Breakfast with him at the Carlyle Hotel in New York's swank
Upper East 70s is always a merry and informative time, as it was just the
other day. Al Regnery, the new publisher of The American Spectator, and I
wanted Tom's advice on magazine design. Tom knows vast amounts about design
and art in general, as he made clear at the expense of the poseurs of the
Art World in his impious book "The Painted Word."
While spooning a modest bowl of oatmeal with brown sugar and
what looked like an entire orchard of fruit on the side, he discoursed over
a vast range of matters. Soft-spoken, eloquent and urbane, dressed in his
characteristic white ensemble -- is it a Victorian style? -- he put me in
mind of nothing so much as a "courtly gentleman," but a genuinely courtly
gentleman.
Tom is a Virginian, educated at Washington & Lee and Yale, where
he earned a Ph.D. in American studies. Without any hint of "seemly
sentiment" or artifice of any kind, Wolfe really is the courtly gent; and he
is finishing up a novel that, given the raw material he is working with,
ought to be stupendous. It is on the American university. How can Wolfe miss
with that?
In conversation, Wolfe always brings up unusual aspects of
American life, hitherto ignored. At some point years ago, some reviewer of
his work called him, I believe, a sociologist of sorts. The appraisal is not
far off the mark. Social behavior is forever a target in his writing.
During breakfast on this occasion, he notes that none of the
billionaires of Silicon Valley ever was involved in financial fraud either
on the way up or on the way down. Wolfe sees an endemic integrity among the
genius entrepreneurs of the Computer Civilization. They did not "cash out"
during the heady days. And there was something very genuine that he observed
in their personal lives while he was lecturing in the Valley. Though they
might live expensively, they did not live ostentatiously. Moreover, "they
always drove their own cars and flew their own planes." They might have very
expensive cars, but they drove them. They rarely had Boeing jetliners
"because one man cannot fly" a Boeing jet.
I only know one of the fabled Silicon Valley billionaires,
Charles Simonyi, the developer of "what you see is what you get" for
Microsoft. He is just as Wolfe pronounced, an unostentatious engineer, of
huge accomplishment, who flies his own planes and drives his own cars.
Perhaps it is Wolfe's enormous learning -- worn lightly -- that
provoked that reviewer to describe him as a sociologist, but a better job
description would be a reporter. Seth Lipsky, the editor of the newly
founded New York Sun, calls him "the greatest reporter of his generation."
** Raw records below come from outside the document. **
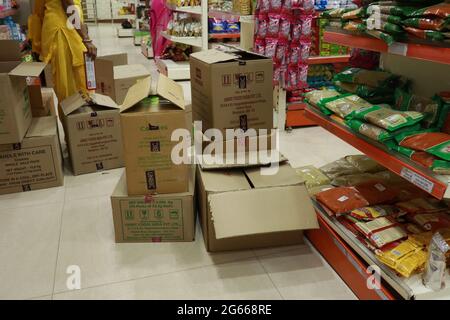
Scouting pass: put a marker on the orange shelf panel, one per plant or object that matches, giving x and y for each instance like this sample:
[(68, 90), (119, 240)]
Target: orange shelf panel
[(421, 177), (412, 50)]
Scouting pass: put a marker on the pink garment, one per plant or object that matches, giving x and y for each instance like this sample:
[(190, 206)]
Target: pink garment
[(159, 18)]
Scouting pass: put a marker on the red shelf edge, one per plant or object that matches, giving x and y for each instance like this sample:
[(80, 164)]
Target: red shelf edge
[(387, 160)]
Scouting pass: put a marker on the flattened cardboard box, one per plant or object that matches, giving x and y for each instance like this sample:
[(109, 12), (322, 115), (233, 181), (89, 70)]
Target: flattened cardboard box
[(115, 76), (160, 218), (241, 209), (232, 90), (36, 162), (146, 134), (92, 127), (15, 111)]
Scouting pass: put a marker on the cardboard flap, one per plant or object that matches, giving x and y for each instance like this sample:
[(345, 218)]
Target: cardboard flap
[(257, 211), (103, 101), (213, 56), (171, 90), (72, 103), (285, 176), (42, 127), (28, 69), (139, 91)]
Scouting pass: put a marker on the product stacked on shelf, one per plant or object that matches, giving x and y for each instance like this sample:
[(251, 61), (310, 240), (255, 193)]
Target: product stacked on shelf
[(393, 219)]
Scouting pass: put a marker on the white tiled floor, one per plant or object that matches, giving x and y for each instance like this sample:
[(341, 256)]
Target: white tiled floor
[(44, 232)]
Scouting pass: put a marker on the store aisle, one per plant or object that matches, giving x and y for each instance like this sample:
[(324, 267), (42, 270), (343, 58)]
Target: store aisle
[(47, 234)]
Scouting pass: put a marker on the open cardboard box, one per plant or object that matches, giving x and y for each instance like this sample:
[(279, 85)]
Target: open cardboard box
[(15, 111), (92, 126), (242, 209), (115, 76), (147, 129)]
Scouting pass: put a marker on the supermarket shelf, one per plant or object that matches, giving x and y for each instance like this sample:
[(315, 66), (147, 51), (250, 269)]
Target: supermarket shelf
[(186, 9), (410, 288), (8, 13), (174, 70), (224, 35), (412, 50), (423, 178), (191, 41), (329, 59)]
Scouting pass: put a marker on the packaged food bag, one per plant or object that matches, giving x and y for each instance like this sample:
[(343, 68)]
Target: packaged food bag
[(435, 143)]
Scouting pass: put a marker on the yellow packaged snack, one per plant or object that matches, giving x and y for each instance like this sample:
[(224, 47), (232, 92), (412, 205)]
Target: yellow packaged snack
[(312, 176)]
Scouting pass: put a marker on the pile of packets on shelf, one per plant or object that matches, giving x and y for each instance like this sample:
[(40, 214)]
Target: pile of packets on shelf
[(392, 21), (401, 224), (382, 107), (283, 33)]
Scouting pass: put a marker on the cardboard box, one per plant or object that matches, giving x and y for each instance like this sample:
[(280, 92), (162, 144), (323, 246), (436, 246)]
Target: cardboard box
[(92, 127), (146, 134), (241, 209), (115, 76), (36, 162), (15, 111), (161, 218), (232, 90)]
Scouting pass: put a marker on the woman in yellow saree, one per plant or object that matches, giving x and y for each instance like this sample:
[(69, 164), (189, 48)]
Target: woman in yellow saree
[(60, 37)]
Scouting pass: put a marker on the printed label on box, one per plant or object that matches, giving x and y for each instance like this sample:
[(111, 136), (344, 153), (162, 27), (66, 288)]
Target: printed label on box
[(161, 220)]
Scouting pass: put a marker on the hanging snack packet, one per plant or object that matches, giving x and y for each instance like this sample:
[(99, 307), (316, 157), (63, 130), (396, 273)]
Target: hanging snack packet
[(439, 10), (426, 34), (364, 163), (386, 118), (312, 176), (435, 267), (381, 231), (371, 213), (339, 168), (435, 143), (406, 258), (341, 200)]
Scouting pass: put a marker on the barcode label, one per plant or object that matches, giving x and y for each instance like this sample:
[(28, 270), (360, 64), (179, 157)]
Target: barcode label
[(417, 180)]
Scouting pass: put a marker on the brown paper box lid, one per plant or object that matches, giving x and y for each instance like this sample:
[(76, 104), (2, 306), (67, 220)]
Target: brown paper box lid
[(265, 210)]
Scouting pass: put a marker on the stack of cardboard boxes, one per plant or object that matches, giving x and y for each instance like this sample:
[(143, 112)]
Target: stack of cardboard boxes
[(239, 207), (30, 154)]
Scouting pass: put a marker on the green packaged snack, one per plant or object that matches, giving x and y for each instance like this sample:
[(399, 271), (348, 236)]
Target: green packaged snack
[(426, 34), (366, 77), (435, 143), (346, 104), (386, 118), (405, 101)]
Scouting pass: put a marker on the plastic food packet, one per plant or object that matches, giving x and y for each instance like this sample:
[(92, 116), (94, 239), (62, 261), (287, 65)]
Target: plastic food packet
[(271, 47), (386, 118), (354, 179), (425, 23), (376, 192), (346, 104), (371, 213), (342, 199), (274, 25), (339, 168), (382, 36), (440, 10), (435, 267), (435, 143), (367, 77), (406, 258), (260, 46), (381, 231), (364, 163), (314, 97), (312, 176), (426, 34)]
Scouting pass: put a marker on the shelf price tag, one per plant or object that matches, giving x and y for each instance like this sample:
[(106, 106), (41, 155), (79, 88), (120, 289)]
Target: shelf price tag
[(398, 48), (417, 180)]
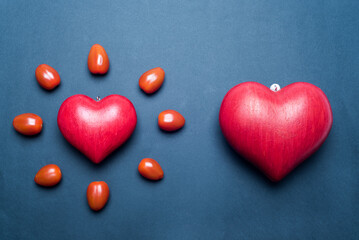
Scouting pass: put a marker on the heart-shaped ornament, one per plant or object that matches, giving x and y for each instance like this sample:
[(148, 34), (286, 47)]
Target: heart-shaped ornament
[(96, 128), (276, 129)]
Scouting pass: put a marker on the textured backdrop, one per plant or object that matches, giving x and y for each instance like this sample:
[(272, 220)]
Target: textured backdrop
[(205, 47)]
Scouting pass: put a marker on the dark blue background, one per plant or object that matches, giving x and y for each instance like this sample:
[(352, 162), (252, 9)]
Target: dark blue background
[(205, 47)]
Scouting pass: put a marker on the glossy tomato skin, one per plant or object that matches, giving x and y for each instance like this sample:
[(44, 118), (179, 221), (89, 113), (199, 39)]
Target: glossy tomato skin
[(152, 80), (48, 176), (98, 62), (150, 169), (97, 195), (47, 76), (28, 124), (170, 120), (97, 128)]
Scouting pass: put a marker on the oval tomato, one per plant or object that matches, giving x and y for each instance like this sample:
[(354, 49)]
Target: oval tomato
[(47, 77), (170, 120), (27, 124), (97, 195), (150, 169), (152, 80), (98, 62), (48, 175)]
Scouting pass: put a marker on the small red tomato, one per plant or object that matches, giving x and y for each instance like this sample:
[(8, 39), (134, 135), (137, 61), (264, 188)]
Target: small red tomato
[(98, 62), (97, 195), (170, 120), (27, 124), (47, 77), (152, 80), (150, 169), (48, 176)]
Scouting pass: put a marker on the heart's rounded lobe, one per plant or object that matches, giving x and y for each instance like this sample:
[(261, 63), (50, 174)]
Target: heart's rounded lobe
[(275, 131), (96, 128)]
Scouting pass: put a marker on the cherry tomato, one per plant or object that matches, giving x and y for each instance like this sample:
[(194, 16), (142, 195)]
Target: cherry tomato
[(170, 120), (98, 62), (47, 77), (150, 169), (152, 80), (48, 176), (97, 195), (28, 124)]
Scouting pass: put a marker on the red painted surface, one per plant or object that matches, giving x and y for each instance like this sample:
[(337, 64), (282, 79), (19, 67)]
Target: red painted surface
[(275, 131), (97, 128), (97, 61)]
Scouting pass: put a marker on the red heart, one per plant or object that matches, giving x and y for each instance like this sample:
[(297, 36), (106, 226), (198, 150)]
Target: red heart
[(275, 131), (96, 128)]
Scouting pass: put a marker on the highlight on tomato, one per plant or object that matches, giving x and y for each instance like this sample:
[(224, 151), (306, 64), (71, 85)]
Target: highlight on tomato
[(170, 120), (97, 195), (97, 61), (27, 124), (150, 169), (47, 76), (48, 176), (152, 80)]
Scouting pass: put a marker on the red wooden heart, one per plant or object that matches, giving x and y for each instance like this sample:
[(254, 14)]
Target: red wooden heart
[(275, 131), (96, 128)]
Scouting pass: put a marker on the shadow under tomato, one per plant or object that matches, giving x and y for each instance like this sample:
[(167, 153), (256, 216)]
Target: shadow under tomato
[(96, 76), (48, 188), (171, 132), (149, 180), (257, 174), (48, 91), (29, 136)]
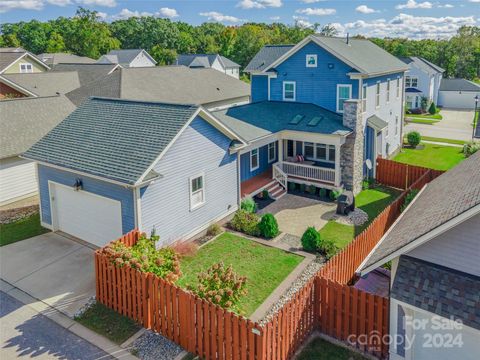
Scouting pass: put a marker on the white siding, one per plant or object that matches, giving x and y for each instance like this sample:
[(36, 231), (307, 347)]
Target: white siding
[(18, 179), (458, 248)]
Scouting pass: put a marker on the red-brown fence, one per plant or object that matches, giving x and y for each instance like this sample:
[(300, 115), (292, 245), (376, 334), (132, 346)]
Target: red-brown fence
[(326, 303)]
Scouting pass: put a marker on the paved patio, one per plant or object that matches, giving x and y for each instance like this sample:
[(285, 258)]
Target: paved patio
[(295, 213)]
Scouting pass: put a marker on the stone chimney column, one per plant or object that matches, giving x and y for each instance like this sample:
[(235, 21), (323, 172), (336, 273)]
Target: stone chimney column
[(351, 158)]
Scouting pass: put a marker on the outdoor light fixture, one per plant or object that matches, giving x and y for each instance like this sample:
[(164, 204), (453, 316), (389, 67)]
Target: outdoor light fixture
[(78, 185)]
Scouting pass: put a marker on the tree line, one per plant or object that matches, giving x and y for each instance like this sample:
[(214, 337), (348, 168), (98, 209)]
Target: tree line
[(86, 34)]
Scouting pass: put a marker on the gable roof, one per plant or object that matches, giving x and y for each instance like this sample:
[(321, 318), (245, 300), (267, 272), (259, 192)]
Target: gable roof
[(459, 85), (87, 72), (112, 138), (24, 121), (47, 83), (424, 284), (442, 200), (172, 84), (259, 119)]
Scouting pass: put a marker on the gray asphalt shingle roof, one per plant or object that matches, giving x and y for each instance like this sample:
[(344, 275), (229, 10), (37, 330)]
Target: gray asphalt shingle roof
[(256, 120), (437, 289), (445, 198), (24, 121), (112, 138)]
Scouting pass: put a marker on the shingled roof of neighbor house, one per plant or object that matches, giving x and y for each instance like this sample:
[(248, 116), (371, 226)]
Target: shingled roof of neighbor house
[(252, 121), (24, 121), (112, 138), (446, 197), (438, 289), (172, 84)]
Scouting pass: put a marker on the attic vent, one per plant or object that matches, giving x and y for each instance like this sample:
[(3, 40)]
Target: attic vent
[(296, 119), (314, 121)]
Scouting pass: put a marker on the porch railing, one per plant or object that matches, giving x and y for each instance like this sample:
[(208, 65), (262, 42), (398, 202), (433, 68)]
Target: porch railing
[(307, 172)]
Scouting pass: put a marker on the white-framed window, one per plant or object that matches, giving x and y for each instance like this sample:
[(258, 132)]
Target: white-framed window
[(364, 98), (254, 159), (311, 60), (26, 68), (272, 152), (197, 191), (344, 92), (289, 90), (377, 95)]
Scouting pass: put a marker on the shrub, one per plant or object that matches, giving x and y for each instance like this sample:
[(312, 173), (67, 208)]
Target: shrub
[(408, 199), (245, 222), (145, 257), (413, 138), (221, 286), (249, 205), (268, 226), (310, 239)]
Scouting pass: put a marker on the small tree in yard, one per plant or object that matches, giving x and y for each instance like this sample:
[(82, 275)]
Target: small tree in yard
[(413, 138)]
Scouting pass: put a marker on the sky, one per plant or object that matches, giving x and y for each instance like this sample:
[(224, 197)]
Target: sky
[(415, 19)]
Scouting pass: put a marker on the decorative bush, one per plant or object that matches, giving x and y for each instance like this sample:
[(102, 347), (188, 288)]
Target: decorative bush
[(310, 239), (249, 205), (408, 199), (413, 138), (145, 257), (245, 222), (268, 226), (221, 286)]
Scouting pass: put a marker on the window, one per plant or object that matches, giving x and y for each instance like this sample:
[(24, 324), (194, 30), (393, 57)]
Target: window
[(254, 163), (344, 92), (272, 152), (289, 90), (311, 60), (26, 67), (197, 191)]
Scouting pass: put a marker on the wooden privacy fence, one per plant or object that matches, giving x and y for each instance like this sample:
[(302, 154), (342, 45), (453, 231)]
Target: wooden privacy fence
[(325, 303)]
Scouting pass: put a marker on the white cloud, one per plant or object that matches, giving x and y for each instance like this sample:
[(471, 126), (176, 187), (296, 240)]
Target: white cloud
[(364, 9), (7, 5), (259, 4), (316, 11), (412, 4), (219, 17), (167, 12)]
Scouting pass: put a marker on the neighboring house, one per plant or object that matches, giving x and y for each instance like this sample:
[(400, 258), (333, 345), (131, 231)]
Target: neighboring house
[(172, 84), (422, 79), (114, 165), (458, 94), (57, 58), (18, 60), (434, 248), (207, 61), (22, 123), (357, 89), (128, 58)]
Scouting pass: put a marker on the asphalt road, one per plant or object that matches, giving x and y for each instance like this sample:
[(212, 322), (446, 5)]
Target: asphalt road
[(24, 333)]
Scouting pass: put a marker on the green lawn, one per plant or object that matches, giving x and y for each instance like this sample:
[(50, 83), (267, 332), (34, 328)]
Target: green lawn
[(372, 201), (438, 157), (320, 349), (108, 323), (265, 267), (21, 229)]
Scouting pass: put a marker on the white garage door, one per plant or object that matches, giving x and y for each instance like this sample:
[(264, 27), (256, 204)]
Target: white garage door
[(89, 217)]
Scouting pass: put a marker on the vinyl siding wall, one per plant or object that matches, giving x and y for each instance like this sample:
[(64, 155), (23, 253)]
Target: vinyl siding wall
[(165, 203), (94, 186)]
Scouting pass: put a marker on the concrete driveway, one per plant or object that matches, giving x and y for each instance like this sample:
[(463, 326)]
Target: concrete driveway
[(456, 124), (51, 268)]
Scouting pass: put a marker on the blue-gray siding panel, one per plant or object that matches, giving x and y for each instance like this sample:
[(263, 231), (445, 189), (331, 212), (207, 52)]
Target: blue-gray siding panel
[(98, 187), (165, 204), (313, 85)]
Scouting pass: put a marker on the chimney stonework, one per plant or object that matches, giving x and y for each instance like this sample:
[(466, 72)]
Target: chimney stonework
[(351, 158)]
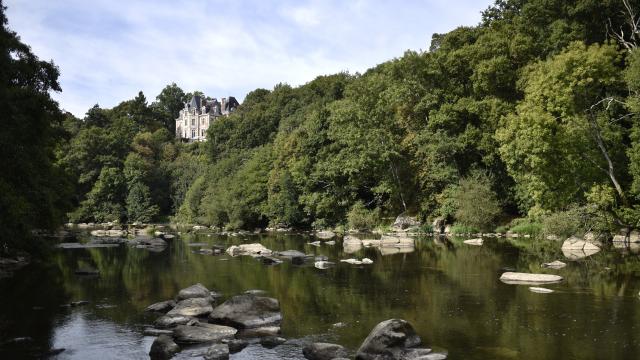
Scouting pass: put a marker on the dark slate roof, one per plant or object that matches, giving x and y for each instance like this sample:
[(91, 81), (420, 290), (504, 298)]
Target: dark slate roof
[(195, 102)]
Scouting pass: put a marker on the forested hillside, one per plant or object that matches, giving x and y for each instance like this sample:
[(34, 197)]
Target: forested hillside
[(531, 115)]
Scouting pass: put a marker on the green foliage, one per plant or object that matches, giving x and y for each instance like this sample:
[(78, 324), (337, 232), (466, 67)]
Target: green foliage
[(526, 226), (139, 206), (476, 203), (464, 229), (361, 218), (34, 191)]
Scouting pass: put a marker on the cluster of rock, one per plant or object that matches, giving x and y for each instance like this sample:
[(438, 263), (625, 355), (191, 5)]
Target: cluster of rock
[(191, 319), (387, 244), (155, 244)]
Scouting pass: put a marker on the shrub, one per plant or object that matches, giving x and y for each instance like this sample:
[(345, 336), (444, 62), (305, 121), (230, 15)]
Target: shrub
[(477, 205), (562, 223), (526, 226), (361, 218), (463, 229)]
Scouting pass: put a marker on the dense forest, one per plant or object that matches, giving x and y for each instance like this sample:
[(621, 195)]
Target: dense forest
[(527, 121)]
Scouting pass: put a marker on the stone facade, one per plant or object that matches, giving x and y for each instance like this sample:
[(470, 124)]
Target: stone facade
[(199, 113)]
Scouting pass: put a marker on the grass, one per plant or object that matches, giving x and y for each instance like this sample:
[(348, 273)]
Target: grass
[(463, 229)]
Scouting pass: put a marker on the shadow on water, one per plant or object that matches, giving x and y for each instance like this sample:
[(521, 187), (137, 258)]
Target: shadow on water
[(448, 290)]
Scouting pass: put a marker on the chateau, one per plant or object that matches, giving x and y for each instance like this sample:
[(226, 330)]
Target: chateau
[(199, 113)]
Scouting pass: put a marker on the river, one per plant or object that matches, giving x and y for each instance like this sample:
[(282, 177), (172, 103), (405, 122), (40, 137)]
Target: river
[(448, 290)]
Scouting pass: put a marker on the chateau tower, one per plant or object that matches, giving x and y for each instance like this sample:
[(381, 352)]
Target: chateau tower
[(199, 113)]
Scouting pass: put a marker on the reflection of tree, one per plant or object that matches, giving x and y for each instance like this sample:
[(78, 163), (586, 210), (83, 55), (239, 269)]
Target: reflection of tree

"Why does his writing ring true?" Lipsky asks. "Because despite
the white suits, the glamour and the wealth," Wolfe is the same clear-eyed
reporter today who set out 47 years ago to report for the Springfield Union,
in Springfield, Mass. Through the years, he has reported on limousine
liberals, radicals working cons, druggies, rockers, art frauds, and
wheeler-dealers in finance and real estate. Every time, he writes only after
going out with a reporter's pad in hand and observing his subjects.
For his book on university life, he traveled across the country
peering in on that fantastic scene that is the American college campus. The
students, the faculty, the alums, the coaches, the sports fans and, of
course, the state politicians caught his eye. His research is indefatigable.
Recently, he called a writer with experience in political scandals and asked
him where he might get first-hand information about how a randy governor
would cover up his dangerous liaisons. Wolfe leaves very little to his own
imagination, though that wondrous faculty of Wolfe's is always available to
radiate a scene in one of his novels.
I never probe too deeply when Tom is at work on a novel. It just
does not seem like the right thing to do. But from what he has let slip
about this latest work, I suspect the American university is about to suffer
a staggering expose. Wolfe will leave his readers not only outraged but
laughing -- that is the cruelest cut of all.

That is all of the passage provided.